The recent surge in Islamic fundamentalism has been a source of worry and discomfort not only to the Western powers but nearly to all the regimes in the Middle East. This has been particularly true in the case of countries which have vital interests in the area and whose technological development and daily life heavily depends on the availability of energy derived from petroleum. These vast oil resources are controlled in the Middle East by Kuwait, Iran, Iraq, Saudi Arabia and United Arab Emirates. Saudi Arabia has the largest petroleum reserves followed by Iran and Iraq. Iran possesses the second largest gas reserves in the world, estimated to last for 1,200 years under the present level of global consumption. It has the most literate (82.3 percent adult population) and highly educated population of 71.2 million, much exceeding those of all the others combined. Its remarkable Gross Domestic Product (GDP) was 286 billion with an impressive 6.9 percent (2002-2006) annual growth rate of real GDP, despite all international economic sanctions against it. [The Economist, Pocket World in Figures, 2910 Edition, p. 263.]

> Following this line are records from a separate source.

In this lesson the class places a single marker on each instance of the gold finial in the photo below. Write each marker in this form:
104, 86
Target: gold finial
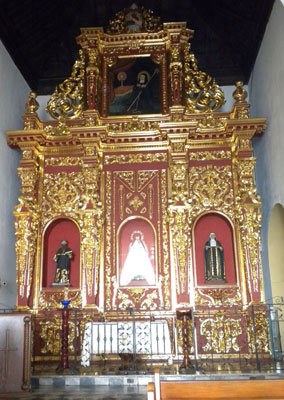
203, 93
240, 94
32, 105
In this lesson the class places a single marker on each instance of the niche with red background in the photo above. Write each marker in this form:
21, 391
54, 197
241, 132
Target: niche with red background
126, 237
59, 229
218, 224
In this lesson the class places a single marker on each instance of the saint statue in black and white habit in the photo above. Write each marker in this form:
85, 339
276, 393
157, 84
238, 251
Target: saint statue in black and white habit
214, 260
62, 258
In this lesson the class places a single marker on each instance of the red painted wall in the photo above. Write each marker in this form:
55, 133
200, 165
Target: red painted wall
221, 227
58, 230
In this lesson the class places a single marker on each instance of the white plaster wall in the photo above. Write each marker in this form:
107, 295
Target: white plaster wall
266, 88
228, 91
13, 95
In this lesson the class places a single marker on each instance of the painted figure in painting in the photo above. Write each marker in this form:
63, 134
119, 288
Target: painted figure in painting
135, 88
137, 265
214, 260
62, 258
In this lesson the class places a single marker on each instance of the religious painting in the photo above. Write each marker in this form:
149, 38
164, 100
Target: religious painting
134, 87
137, 254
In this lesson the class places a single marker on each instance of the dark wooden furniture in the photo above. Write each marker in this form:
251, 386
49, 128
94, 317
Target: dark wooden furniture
226, 390
15, 350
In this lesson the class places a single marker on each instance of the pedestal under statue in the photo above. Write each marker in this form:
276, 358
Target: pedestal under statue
214, 260
62, 257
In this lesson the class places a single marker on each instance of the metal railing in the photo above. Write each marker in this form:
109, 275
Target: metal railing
228, 340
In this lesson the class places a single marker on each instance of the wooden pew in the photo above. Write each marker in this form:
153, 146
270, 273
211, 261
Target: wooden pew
226, 390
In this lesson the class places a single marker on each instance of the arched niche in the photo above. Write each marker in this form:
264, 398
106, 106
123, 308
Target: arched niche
276, 250
217, 223
57, 230
136, 254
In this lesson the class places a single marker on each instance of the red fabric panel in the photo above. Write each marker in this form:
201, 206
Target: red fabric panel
221, 227
58, 230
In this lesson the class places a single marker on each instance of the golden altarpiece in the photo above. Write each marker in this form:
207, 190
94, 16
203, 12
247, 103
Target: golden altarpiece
135, 170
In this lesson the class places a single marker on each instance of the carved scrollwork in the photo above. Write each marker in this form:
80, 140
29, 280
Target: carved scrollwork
67, 101
63, 191
203, 93
211, 187
180, 228
26, 236
217, 297
221, 334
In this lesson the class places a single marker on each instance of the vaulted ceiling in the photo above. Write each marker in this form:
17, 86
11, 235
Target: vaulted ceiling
40, 35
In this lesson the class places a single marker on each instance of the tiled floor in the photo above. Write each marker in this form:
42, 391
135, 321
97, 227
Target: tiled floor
90, 393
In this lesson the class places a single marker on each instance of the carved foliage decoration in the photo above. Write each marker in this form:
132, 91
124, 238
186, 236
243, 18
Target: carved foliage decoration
203, 93
165, 279
217, 298
91, 236
221, 334
63, 191
26, 226
258, 331
29, 177
211, 186
67, 101
134, 19
249, 218
180, 228
179, 175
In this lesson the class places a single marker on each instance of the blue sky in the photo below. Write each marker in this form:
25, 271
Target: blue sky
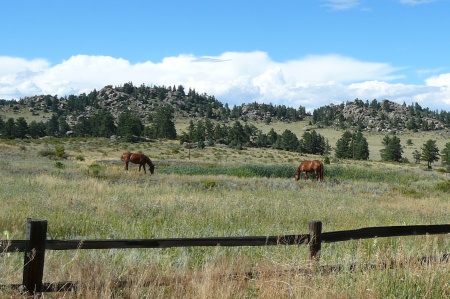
306, 52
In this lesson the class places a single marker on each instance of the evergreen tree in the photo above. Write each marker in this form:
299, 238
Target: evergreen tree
237, 136
36, 129
360, 146
343, 146
21, 128
129, 126
417, 156
392, 150
52, 126
445, 154
272, 137
9, 129
312, 143
289, 141
163, 122
430, 152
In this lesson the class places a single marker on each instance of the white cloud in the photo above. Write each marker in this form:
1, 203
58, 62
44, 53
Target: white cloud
341, 4
416, 2
233, 78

Iran is also a large country (1,648,000 sq km) most strategically located in the Middle East, having an extended border with the countries of ex-Soviet Union in the north, with Iraq and Turkey in the west, Afghanistan and Pakistan in the east, and the Persian Gulf and sea of Oman in the south with control over all northern shores of both. Consequently, Iran considers itself the legitimate authority as the guardian of the Persian Gulf and views the presence of foreign powers as an infringement on its legitimate right. Iran believes that the Persian Gulf should be governed by the countries bordering it, the major authority being vested on Iran because of some 40 percent of shores and Straight of Hormuz, the only exit from the Gulf, under its control. During the last decade, Iran has been in the process of developing political and ideological influence among all countries bordering it plus those of Central Asia.

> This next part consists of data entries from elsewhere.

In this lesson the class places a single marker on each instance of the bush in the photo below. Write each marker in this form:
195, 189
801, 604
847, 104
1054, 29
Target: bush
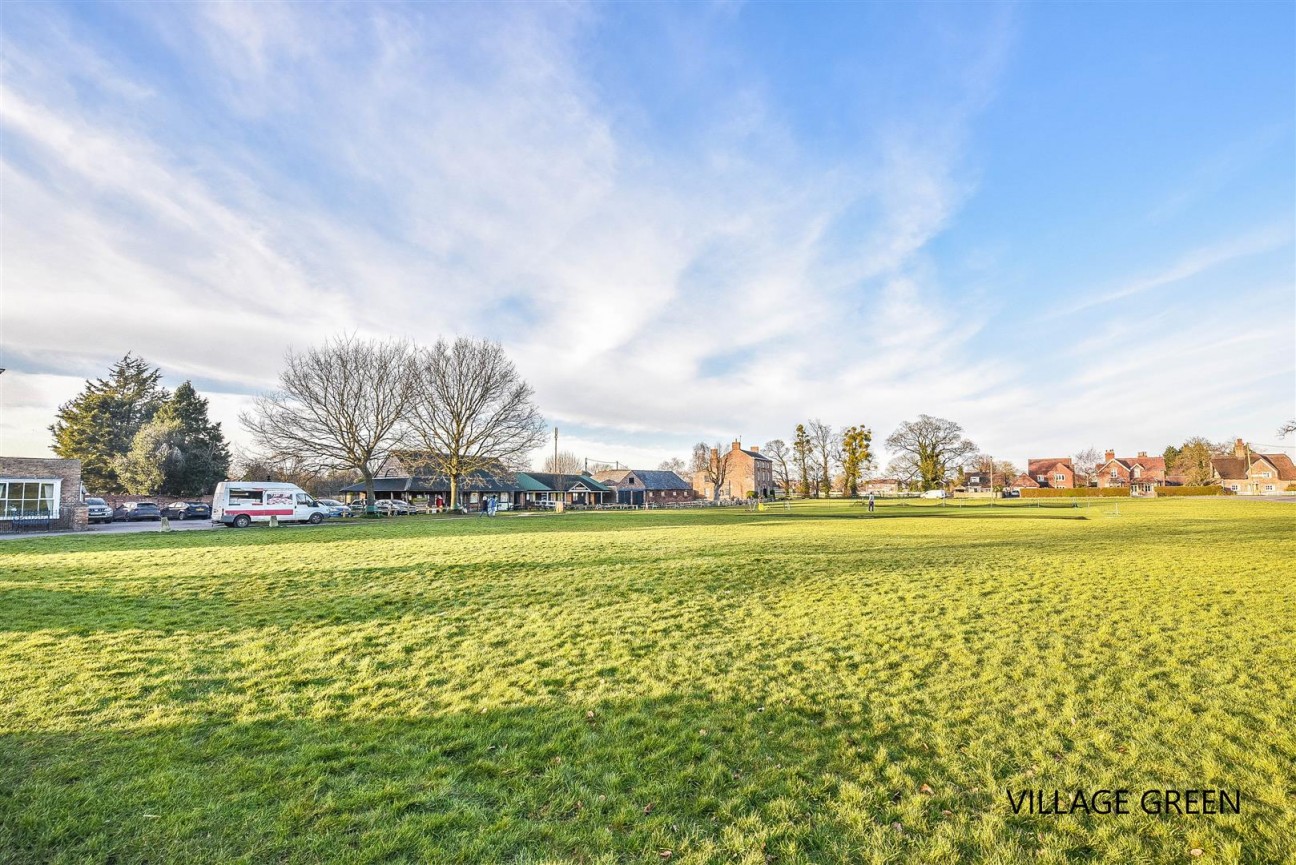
1122, 492
1084, 492
1192, 490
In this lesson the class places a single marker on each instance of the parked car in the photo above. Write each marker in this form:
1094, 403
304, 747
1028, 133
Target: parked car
187, 511
138, 511
99, 510
335, 507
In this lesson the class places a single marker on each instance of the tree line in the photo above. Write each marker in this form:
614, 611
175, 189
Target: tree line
349, 403
134, 436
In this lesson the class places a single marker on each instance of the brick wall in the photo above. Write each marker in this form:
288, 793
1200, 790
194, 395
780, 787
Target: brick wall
71, 511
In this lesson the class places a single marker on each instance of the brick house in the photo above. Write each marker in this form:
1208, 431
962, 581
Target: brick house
43, 489
646, 486
1142, 473
1252, 473
1050, 472
747, 471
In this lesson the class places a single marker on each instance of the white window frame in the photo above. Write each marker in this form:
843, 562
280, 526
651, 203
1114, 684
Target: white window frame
57, 497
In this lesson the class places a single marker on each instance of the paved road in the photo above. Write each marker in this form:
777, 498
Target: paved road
118, 528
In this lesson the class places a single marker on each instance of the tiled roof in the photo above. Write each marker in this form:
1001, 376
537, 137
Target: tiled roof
478, 480
551, 481
652, 479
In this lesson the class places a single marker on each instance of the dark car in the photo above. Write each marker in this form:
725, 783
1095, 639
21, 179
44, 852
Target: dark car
97, 510
138, 511
187, 511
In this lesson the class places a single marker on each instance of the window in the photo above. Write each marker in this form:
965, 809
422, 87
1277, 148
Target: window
20, 497
244, 497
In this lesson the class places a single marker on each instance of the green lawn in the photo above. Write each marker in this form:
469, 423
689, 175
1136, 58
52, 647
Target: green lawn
805, 686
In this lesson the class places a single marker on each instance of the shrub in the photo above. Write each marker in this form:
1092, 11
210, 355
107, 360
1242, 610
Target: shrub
1084, 492
1192, 490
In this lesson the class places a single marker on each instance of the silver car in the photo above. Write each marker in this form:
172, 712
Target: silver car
97, 510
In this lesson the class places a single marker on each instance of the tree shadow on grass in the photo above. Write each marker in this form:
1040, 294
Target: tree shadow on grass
622, 780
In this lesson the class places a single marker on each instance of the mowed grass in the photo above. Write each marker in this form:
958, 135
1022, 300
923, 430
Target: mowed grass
789, 686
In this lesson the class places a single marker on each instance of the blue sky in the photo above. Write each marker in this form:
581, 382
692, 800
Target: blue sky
1058, 225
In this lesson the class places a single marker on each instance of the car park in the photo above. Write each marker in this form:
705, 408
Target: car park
136, 511
187, 511
335, 507
97, 510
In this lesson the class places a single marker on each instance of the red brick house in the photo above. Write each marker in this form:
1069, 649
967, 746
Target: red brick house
1251, 473
1142, 473
646, 486
1050, 472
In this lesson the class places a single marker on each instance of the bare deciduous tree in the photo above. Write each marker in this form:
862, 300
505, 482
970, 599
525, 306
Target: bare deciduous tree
338, 406
713, 463
1087, 462
779, 451
826, 446
473, 411
928, 449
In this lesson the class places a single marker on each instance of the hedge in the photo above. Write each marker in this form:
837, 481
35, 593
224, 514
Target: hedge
1121, 492
1192, 490
1084, 492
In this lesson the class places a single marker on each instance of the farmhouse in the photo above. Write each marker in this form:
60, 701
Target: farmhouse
1142, 473
747, 472
1251, 473
646, 486
40, 492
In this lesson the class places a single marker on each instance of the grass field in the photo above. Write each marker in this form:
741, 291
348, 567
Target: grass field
805, 686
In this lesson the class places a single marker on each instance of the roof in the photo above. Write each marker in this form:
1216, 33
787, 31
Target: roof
1045, 464
1235, 468
649, 479
612, 475
550, 481
478, 480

This unique strategic position of Iran has always attracted the attention of great Western powers such as Great Britain, France, Germany, the old Russia and then theSoviet Union, and for the last four decades, the United States. Presently both Russia and China have established friendly relations with Iran. France, England and Germany are trying to recover their pre-Revolution positions, though not their influence. The point is that there cannot be any plan to stabilize the region with the exclusion of Iran. This country has been and is the pillar of the Middle East diplomacy. It is a country that has kept its independence for nearly 3,000 years and by high cultural and intellectual heritage has been able to assimilate temporary conquerors into its culture and transform them. It has always resented outside influence and reacted until it is eliminated. Here are two recent examples: The nationalization of oil industries, controlled for over four decades by British interests and ousting them in the late 1940s. Ousting of Americans by the Islamic Revolution of 1979, who had come to the position of influence in 1953 by ousting the democratic government of Prime Minister Dr. Mossaddegh and reestablishing the dictatorial regime of Mohammad Reza Shah.

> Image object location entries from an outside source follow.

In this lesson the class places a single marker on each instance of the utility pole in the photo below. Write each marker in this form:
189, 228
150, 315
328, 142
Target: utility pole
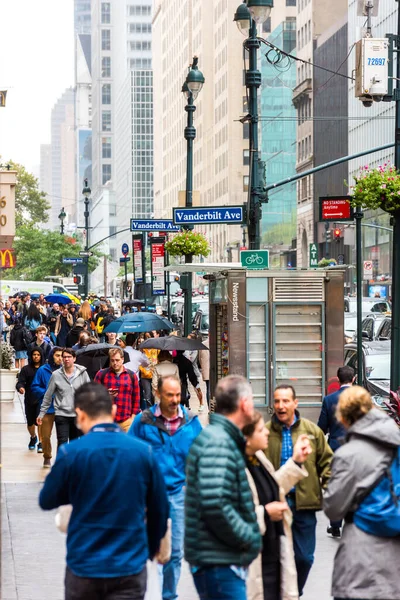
395, 339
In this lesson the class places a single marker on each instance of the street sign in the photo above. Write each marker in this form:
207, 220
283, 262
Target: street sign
153, 225
313, 256
230, 215
335, 209
72, 261
368, 269
255, 259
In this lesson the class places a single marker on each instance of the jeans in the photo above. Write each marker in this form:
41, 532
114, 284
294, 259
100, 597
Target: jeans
171, 572
132, 587
219, 583
304, 540
47, 428
66, 430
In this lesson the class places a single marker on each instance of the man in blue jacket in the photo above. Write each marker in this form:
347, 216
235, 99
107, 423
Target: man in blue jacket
119, 503
170, 430
329, 424
38, 388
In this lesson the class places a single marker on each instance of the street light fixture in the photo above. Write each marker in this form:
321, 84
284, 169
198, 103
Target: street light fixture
62, 216
86, 194
192, 86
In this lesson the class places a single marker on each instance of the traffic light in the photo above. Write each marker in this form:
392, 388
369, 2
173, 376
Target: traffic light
337, 234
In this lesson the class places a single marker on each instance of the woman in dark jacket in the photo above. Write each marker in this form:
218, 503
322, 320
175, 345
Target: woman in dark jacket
17, 340
32, 405
365, 564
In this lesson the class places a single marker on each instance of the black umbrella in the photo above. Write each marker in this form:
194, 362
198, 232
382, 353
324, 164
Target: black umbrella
95, 357
173, 342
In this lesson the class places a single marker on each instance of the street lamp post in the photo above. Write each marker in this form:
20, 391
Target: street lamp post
86, 194
62, 216
192, 86
247, 17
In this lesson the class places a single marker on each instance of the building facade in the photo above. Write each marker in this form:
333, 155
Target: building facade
220, 164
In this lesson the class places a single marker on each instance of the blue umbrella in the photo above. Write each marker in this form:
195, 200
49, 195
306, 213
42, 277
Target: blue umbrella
57, 298
139, 322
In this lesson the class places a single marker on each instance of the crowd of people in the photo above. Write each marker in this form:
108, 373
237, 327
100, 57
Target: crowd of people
242, 495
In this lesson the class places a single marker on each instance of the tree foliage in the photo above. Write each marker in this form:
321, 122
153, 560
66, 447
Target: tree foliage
31, 205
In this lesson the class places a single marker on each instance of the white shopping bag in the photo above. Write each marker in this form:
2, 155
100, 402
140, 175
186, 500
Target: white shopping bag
153, 591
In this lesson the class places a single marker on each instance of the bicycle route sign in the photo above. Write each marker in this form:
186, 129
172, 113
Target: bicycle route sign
255, 259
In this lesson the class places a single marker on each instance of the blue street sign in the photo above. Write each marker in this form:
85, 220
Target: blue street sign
73, 261
153, 225
219, 214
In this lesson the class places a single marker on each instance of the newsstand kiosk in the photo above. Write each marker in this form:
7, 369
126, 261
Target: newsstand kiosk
278, 327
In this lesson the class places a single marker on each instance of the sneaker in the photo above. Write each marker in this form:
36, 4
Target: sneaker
32, 443
334, 531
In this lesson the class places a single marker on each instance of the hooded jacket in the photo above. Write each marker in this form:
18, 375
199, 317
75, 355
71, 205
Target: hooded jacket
365, 565
63, 388
41, 380
27, 375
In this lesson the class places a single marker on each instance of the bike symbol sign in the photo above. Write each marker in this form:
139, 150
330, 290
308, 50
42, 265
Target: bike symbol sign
255, 259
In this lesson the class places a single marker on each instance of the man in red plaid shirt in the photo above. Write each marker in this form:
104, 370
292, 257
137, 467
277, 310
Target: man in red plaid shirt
123, 386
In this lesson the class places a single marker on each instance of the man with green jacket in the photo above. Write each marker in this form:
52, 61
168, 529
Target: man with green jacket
304, 500
221, 533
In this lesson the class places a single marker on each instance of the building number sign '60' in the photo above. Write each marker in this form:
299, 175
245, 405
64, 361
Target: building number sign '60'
3, 217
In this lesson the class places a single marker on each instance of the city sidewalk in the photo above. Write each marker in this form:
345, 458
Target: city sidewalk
33, 550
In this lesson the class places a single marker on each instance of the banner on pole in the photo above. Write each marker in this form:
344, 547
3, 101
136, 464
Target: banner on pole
137, 242
158, 281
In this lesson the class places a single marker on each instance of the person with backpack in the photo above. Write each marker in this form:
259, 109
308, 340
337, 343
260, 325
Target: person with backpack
364, 489
17, 340
123, 386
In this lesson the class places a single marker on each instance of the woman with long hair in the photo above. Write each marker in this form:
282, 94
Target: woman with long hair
273, 576
365, 563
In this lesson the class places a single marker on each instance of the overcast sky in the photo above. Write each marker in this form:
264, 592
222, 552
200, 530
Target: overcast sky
36, 66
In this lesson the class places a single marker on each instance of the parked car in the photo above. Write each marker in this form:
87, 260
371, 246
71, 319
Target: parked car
375, 305
370, 327
376, 372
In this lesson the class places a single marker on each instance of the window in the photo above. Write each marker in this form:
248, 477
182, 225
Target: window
267, 25
105, 39
106, 120
106, 147
106, 93
106, 66
106, 173
105, 13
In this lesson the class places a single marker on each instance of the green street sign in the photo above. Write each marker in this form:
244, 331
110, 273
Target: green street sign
255, 259
313, 256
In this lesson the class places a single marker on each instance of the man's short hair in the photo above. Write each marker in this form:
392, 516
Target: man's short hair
113, 351
229, 391
162, 380
69, 351
93, 399
345, 374
287, 386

The point is that in any policy affecting Middle East, the position of Iran must be given central and prime consideration. Presently, Iran is governed by theologians who place importance in following the teachings of the Islamic religion. Islam is rich in this regard since it is not only a set of religious principles but a way of life encompassing from individual self development and purification to social interactions extending to the process of government. Islam in essence is a system of democratic socialism in which there is no religious hierarchy similar to those in Christianity. It is based on the individual’s own relation with the Creator, where human beings have important individual value yet are parts from the community and responsible for its well being.
Any kind of government that fits these characteristics of Islam is welcome by the Muslim society where individuals find the government and its policies in harmony with their own religious directions and beliefs. They feel at home and comfortable. This has been the secret of endurance of the Islamic regime in Iran despite its autocratic leadership. The support for the regime comes mainly from the farmers, lower and middle class, which altogether constitute some 85 percent of the electorate. The system is comforting to Iranians to see that their rulers do not live in castles with luxuries and privileges, but live like any other middle class citizens in a modest house and among them. There are no apparent corruption among these theocratic leaders in sharp contrast with those under the previous regime of the Shah.